A expectativa do PL é que uma reunião preliminar seja feita na próxima terça-feira, com os partidos que dizem apoiar a matéria ou, ao menos, ter a intenção de liberar suas bancadas para o voto. Na quinta, de acordo com Sóstenes Cavalcante, o tema deve ser debatido em reunião de líderes para, então, a urgência ser pautada na semana seguinte. Caso isso não ocorra, o partido de Bolsonaro deverá optar pelas obstruções
Hugo Motta tem evitado o tema e, na semana passada, saiu da reunião de líderes sem responder a Sóstenes quando pautaria a matéria. Para líderes de partidos de centro, Motta está em uma saia justa, já que o PL tem uma bancada robusta o suficiente para paralisar os trabalhos na Casa, com 92 deputados. Ao mesmo tempo, o presidente da Câmara vem tentando uma aproximação com ministros do STF e não pretende desagradar a Corte.
Uma saída, de acordo com aliados de Motta, seria manter o plano de montar uma comissão especial para discutir a matéria, adequar o texto e, mais tarde, levar o projeto ao plenário.
Enquanto isso, a base do governo já começa a demonstrar preocupação com a possibilidade de a proposta avançar. O líder do PT, Lindbergh Farias (RJ), diz que começou a mapear os deputados que podem apoiar o projeto e a estudar respostas que o Planalto poderá utilizar dentro do Congresso.
— A próxima semana vai ser uma confusão em cima disso. Eu já estou fazendo um mapa voto a voto. Está muito preocupante. Eu estou vendo estado por estado. O cara vota de acordo com o voto dele. Então, o cara que é eleito com o discurso mais Bolsonaro, ele vai nisso. Eu entendo que o PL vive um drama. Agora, eles não podem pedir para a Casa entrar nesse drama, entrando numa crise institucional entre o Parlamento e o Judiciário — afirmou
Foro privilegiado
Um dos vice-líderes da oposição na Câmara, Sanderson (PL-RS) protocolou um novo requerimento pedindo para Motta pautar uma proposta de emenda à Constituição (PEC) que extingue o foro especial por prerrogativa de função nos casos de crime comum.
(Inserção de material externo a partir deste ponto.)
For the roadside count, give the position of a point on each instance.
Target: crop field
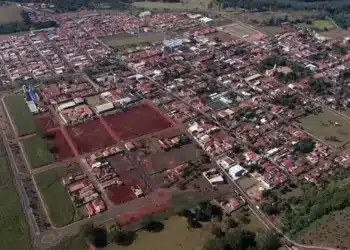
(37, 151)
(59, 205)
(331, 230)
(137, 121)
(328, 127)
(123, 40)
(20, 115)
(90, 136)
(61, 148)
(14, 229)
(45, 121)
(10, 14)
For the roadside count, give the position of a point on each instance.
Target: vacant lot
(10, 14)
(331, 230)
(56, 198)
(37, 151)
(20, 114)
(122, 40)
(328, 127)
(318, 24)
(14, 230)
(183, 5)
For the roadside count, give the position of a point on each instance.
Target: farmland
(10, 14)
(14, 231)
(126, 125)
(116, 41)
(20, 114)
(37, 151)
(328, 127)
(331, 230)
No último mês, quatro requerimentos como esse, pedindo a inclusão na pauta de plenário, foram protocolados pelos deputados José Medeiros (PL-MT) e Adriana Ventura (Novo-SP). A proposta já foi aprovada no Senado Federal em 2017, com autoria do ex-senador Alvaro Dias, mas segue parada na Câmara dos Deputados aguardando inclusão na pauta do plenário. Caso avance, Bolsonaro poderia ser julgado por juízes da primeira instância.
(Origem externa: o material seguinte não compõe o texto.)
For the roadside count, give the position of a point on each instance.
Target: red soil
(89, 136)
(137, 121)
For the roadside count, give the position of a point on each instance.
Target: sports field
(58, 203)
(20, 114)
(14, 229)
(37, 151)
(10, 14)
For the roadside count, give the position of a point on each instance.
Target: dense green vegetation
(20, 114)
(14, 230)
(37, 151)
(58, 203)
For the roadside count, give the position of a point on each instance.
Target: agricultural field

— Com o fim do foro privilegiado, o Supremo Tribunal Federal se reservará apenas à sua função precípua de guardião da Constituição, afastando da Corte a função de Delegacia de Polícia de autoridades com foro privilegiado — afirmou Sanderson.
Nesta quarta-feira, Bolsonaro negou que o pedido para pautar a PEC tenha partido dele, mas defendeu a proposta:
— Tem uma PEC que passou no Senado e leva os casos (de autoridades) para a primeira instância. Claro que, no meu caso, irei para a primeira instância — disse.